In Money, Markets, and Government: The Next 30 Years, a new Cato ebook based on the presentations from last year’s 30th Annual Monetary Conference, various academics examine those changes and consider how the links between money, markets, and government may evolve in the future. “One path is to maintain a regime of discretionary government fiat money,” editor James A. Dorn writes. “An alternative path is to limit the size and scope of government, adopt a rules‐based monetary regime, and let free capital markets allocate credit.” Ultimately, this choice will help determine whether economic and social harmony emerges spontaneously or government power continues to grow.
To avoid the next crisis, one must understand and draw lessons from the recent past. John B. Taylor, professor of economics at Stanford University, examines monetary policy during the past 30 years. He finds that during the 1980s and 90s, Fed policy was largely in line with the so‐called Taylor Rule. Beginning in the early 2000s, however, the Fed turned to a strongly discretionary policy and held interest rates too low for too long, thus fueling the housing bubble. He argues in favor of a rules‐based monetary regime.
Lessons can therefore be learned that improve monetary institutions, provided political barriers to real reform can be circumvented. Unfortunately, the politicization of money and banking has led to overreaching policies and a serious moral hazard problem, whereby financial institutions considered “too big to fail” act irresponsibly and take excessive risks. Allan H. Meltzer, Professor of Political Economy at Carnegie‐Mellon University, is highly critical of the Fed’s shortterm perspective and, hence, the neglect of the medium‐ and longer‐run consequences of expanding the Fed’s “unrestricted power to do what it chooses.”

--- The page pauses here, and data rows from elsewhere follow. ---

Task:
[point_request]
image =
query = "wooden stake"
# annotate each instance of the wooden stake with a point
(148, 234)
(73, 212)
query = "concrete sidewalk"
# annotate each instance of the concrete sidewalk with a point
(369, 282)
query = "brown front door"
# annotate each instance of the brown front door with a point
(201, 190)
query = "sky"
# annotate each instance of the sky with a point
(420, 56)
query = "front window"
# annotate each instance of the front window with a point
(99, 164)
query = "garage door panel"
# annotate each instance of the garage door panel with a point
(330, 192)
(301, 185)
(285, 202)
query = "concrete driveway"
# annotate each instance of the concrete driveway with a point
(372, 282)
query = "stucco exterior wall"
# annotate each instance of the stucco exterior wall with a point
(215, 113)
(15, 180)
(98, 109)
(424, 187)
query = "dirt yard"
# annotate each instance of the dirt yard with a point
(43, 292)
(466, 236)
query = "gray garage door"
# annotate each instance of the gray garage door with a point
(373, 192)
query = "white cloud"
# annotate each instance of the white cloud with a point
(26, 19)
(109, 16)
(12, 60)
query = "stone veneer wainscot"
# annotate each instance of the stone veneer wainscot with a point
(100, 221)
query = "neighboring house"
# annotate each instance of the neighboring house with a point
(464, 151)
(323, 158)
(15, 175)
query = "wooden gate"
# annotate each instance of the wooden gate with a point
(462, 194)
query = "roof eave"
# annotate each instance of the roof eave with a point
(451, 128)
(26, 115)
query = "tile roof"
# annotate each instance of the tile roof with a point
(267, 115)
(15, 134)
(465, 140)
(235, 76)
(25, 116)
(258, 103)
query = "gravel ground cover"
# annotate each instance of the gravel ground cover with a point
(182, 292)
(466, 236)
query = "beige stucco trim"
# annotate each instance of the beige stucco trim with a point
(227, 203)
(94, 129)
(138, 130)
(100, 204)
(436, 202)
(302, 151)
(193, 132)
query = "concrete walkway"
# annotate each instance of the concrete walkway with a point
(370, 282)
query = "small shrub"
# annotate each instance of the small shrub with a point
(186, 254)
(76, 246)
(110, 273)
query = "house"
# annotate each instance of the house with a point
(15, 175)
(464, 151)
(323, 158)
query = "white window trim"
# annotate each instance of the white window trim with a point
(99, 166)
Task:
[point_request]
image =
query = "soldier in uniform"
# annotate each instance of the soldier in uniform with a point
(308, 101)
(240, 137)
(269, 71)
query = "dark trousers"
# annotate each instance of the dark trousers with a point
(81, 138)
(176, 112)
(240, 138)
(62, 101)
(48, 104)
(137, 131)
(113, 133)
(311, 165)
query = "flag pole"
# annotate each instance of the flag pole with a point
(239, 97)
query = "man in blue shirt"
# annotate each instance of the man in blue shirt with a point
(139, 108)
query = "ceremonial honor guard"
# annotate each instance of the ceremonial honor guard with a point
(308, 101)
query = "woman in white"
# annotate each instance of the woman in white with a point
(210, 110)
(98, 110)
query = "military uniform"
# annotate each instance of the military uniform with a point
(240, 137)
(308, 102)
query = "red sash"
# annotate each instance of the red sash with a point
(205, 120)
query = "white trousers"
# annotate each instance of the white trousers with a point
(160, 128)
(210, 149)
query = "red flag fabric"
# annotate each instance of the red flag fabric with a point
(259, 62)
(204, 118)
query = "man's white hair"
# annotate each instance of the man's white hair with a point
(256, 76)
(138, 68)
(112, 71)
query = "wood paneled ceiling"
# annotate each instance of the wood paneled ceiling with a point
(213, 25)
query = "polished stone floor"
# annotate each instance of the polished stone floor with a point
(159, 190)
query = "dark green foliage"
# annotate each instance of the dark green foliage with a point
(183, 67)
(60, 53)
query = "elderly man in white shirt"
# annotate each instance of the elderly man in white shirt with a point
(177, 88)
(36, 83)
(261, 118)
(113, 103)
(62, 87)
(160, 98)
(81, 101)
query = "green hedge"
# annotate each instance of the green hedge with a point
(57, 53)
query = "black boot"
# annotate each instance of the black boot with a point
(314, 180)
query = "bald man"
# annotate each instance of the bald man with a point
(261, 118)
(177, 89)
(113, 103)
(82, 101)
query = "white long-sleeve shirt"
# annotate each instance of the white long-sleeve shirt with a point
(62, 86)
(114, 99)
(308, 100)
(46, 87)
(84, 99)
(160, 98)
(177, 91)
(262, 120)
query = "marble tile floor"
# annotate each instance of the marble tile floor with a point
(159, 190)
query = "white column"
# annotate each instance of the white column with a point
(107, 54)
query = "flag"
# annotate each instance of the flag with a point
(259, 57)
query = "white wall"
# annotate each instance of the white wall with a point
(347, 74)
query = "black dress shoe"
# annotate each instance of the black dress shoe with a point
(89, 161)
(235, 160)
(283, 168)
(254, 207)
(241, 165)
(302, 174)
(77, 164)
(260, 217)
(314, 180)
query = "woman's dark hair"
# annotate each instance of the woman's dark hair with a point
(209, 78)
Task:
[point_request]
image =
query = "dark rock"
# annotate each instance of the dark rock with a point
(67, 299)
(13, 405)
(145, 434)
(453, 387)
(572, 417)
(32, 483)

Harris Dellas, professor of economics at the University of Bern, and George S. Tavlas, a member of the Monetary Policy Council of the Bank of Greece, go on to examine “the gold standard, the euro, and the origins of the Greek sovereign debt crisis.” Unlike the classical gold standard, they note, the eurozone lacks a market‐based feedback mechanism and has failed to enforce fiscal discipline. The expectation of a bailout therefore gave investors an incentive to hold Greek sovereign debt, in turn allowing Greece to live beyond its means. The lesson is that there must be a credible adjustment mechanism and sound fiscal arrangements to achieve longrun stability in the eurozone.
The rise of China as a global economy has been breathtaking. In 1976 China was a closed economy. Today it is the world’s second largest economy, with a vibrant trade sector. As such, Eswar Prasad, the Tolani Senior Professor of Trade Policy at Cornell University, and Lei Ye, a graduate student in the department of economics at Cornell, examine the prospects for making the renminbi a global reserve currency. They emphasize that for China to fully internationalize its currency there must be free capital markets, a more flexible exchange rate, and financial market deepening. China is making progress in those areas, they conclude, but much remains to be done to eliminate financial repression.

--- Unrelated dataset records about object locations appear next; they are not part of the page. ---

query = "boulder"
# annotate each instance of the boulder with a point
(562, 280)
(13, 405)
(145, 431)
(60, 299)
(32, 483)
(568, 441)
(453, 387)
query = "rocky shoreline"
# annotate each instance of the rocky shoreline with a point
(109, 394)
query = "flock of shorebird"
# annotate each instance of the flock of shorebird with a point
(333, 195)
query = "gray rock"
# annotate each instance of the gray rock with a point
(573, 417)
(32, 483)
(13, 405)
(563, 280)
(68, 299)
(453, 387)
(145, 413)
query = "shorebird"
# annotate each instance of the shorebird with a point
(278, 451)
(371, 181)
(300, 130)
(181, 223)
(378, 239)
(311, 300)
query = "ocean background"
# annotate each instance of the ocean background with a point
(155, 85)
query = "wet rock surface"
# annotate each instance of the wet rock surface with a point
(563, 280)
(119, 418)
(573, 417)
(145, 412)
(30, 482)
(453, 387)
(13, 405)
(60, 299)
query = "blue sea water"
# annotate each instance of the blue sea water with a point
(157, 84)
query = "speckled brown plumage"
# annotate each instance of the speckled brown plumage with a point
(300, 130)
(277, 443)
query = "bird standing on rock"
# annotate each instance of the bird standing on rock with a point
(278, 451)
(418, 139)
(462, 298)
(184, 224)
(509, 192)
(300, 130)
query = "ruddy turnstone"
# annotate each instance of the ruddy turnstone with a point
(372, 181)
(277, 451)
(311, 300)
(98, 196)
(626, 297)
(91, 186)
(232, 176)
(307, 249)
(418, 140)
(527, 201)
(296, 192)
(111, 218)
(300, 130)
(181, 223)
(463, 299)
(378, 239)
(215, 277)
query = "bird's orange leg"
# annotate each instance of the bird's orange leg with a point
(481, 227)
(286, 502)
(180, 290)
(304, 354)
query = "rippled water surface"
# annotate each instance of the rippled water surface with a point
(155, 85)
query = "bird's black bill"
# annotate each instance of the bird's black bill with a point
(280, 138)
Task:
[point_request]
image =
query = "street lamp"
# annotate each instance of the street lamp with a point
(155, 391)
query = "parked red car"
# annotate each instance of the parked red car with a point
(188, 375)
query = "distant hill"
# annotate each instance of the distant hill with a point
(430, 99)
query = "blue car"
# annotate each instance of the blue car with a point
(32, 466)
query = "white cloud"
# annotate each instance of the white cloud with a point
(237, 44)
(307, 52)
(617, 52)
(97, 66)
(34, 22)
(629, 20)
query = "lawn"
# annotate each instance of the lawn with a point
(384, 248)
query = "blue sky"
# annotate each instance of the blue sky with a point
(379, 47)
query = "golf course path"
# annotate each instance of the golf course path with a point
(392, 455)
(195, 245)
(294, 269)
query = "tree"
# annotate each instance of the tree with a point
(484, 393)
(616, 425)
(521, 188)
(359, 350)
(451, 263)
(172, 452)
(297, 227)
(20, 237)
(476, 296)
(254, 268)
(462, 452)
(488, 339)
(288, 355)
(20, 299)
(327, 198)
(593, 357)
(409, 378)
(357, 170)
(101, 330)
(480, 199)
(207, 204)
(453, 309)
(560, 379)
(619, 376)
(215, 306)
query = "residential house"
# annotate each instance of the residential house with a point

Additional contributors to this volume include Steven Gjerstad and Vernon L. Smith on “Balance Sheet Crises,” as well as Lawrence H. White on “Antifragile Banking and Monetary Systems.”
The articles in this ebook, as well as four book reviews, are also featured in the latest issue of the Cato Journal. Available online at www.cato.org, that issue is dedicated to the late economic historian Anna Jacobson Schwartz.
The Cato Institute’s first monetary conference in 1983, “The Search for Stable Money,” sought to extend the debate over alternatives to discretionary government fiat money by including alternatives consistent with limited government, the rule of law, and free markets. Since that time, Cato has gained an international reputation for its scholarly work on alternative monetary regimes. With the 100th anniversary of the Federal Reserve, it is essential to continue to scrutinize the Fed, learn from its history, and understand how the invisible hand of competition can work to bring about a better future.